The Pancreatic β-Cell Consortium (PBCC) uses DERIVA to archive, curate, and share heterogeneous data on β-cell biology and whole-cell modelling, ranging from soft-X-ray tomography and mass-spectrometry to computational models. DERIVA’s model-driven interface lets bench scientists, not DBAs, evolve the schema as new assays appear.
Why PBCC chose DERIVA
Requirement | DERIVA capability |
---|---|
Rapid schema evolution as new imaging and omics assays are added | Scientists edit the ER model directly; Chaise UI and APIs update automatically. |
Self-curation by labs across several institutions | Web forms enforce controlled vocabularies; role-based access keeps embargoed data private until release. |
Link raw data → processed data → whole-cell models | Versioned object store (Hatrac) + provenance tables track every transformation and parameter set. |
FAIR dissemination to the wider diabetes community | DOIs minted on release; landing pages expose rich JSON-LD for Google Dataset Search. |
Impact so far
- Six data types (SXT, fluorescence imaging, proteomics, transcriptomics, model meshes, simulation outputs) stored under one evolving schema.
- Schema refactor completed by a domain scientist—195 notebook cells, 65 DDL statements, zero DBA time—demonstrating that biologists can maintain complex relational models themselves.

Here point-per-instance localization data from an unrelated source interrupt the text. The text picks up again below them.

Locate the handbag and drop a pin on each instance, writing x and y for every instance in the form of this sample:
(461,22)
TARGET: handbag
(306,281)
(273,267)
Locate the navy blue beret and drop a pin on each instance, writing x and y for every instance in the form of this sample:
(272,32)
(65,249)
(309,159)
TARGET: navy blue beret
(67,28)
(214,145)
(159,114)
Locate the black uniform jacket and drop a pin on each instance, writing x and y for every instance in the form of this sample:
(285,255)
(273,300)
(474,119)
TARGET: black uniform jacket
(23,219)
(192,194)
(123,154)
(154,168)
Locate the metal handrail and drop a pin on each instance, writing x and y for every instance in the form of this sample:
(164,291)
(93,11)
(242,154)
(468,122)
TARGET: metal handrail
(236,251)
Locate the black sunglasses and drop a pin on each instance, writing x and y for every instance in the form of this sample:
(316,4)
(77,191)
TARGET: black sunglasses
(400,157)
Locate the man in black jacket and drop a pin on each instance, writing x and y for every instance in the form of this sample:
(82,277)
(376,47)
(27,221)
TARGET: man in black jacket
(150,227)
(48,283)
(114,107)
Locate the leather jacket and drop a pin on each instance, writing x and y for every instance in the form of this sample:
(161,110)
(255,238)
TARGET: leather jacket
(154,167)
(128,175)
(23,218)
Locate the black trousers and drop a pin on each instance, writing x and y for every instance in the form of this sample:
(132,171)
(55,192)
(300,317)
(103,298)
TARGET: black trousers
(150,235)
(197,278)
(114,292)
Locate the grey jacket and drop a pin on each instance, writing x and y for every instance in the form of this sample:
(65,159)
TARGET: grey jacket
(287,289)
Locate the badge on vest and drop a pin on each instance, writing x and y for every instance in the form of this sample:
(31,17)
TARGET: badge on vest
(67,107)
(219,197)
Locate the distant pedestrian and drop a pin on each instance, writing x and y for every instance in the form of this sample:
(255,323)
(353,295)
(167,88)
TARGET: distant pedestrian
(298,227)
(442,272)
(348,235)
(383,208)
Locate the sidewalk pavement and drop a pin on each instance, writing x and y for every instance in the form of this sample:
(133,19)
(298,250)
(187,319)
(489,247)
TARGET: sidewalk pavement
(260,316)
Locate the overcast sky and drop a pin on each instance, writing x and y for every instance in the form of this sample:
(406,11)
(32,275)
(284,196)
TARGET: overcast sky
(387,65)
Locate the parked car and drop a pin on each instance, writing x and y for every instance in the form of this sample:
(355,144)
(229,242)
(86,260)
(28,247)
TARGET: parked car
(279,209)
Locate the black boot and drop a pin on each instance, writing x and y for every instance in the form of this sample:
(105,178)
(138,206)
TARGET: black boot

- Public portal (data.betacell.isrd.isi.edu) serves curated datasets to modelling groups exploring β-cell electrophysiology and glucose-stimulated insulin secretion.
Typical workflow
- Lab uploads raw files plus minimal metadata via
deriva-cli
; QC checks fire automatically. - Curator refines metadata in Chaise, linking specimens to protocols and controlled vocabularies (NCBI Taxon, MGI gene IDs).
- Data scientist executes a Jupyter notebook that generates processed volumes or whole-cell meshes and pushes results back as a new
ProcessedDataset
. - Release toggles ACLs, assigns DOIs, and publishes the record to the public PBCC portal.
Lessons for other cell-modelling projects
- Schema-agnostic tools cut the lag between experimental innovation and repository support.
- Executable notebooks provide both the evolution script and provenance for review, making database change transparent to collaborators and funders.
- Continuous FAIRness—ingest-time identifiers and provenance—avoids costly post-hoc curation when datasets reach terabyte scale.
Reference: R.E. Schuler et al., “Database Evolution by Scientists, for Scientists: A Case Study,” Proc. IEEE e-Science 2023.